Composite pulses that compensate the inhomogeneities of electric field gradient (efg) and radio frequency (rf) field strength for nuclear quadrupole resonance (NQR) spectroscopy are presented. The theoretical procedure for constructing these composite pulses employs the Magnus expansion technique in a manner similar to NMR average Hamiltonian theory. Composite pulse sequences, for which the zeroth-order term in the Magnus expansion vanishes, have been obtained using the fictitious spin- 1 2 operator formalism for spin I = 1 case. Some typical NMR composite pulses have also been examined in the NQR context. The efficiency of these pulses for broadband excitation in NQR of single crystals is analyzed by simulation of the appropriate responses.
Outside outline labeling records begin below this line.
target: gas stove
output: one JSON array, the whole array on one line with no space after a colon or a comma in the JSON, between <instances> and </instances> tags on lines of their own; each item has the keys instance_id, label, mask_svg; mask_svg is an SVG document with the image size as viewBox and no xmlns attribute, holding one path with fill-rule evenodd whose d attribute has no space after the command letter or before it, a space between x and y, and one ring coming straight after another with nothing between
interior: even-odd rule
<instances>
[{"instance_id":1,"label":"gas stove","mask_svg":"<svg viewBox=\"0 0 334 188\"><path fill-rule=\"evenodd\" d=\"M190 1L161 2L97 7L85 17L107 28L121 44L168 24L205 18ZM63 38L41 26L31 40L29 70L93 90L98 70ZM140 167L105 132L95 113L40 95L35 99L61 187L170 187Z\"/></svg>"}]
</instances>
We propose the sequence (90) 0–(300) 90 as a composite π/2 pulse for compensating efg inhomogeneity and (90) 0–(θ) 90–(90) 0 as a composite inversion π pulse which, for a large range of θ, compensates both efg and rf field inhomogeneities in pure NQR of single crystals containing physically equivalent spin I = 1 nuclei. The results obtained are independent of the asymmetry parameter of the electric field gradient in the absence of a Zeeman field.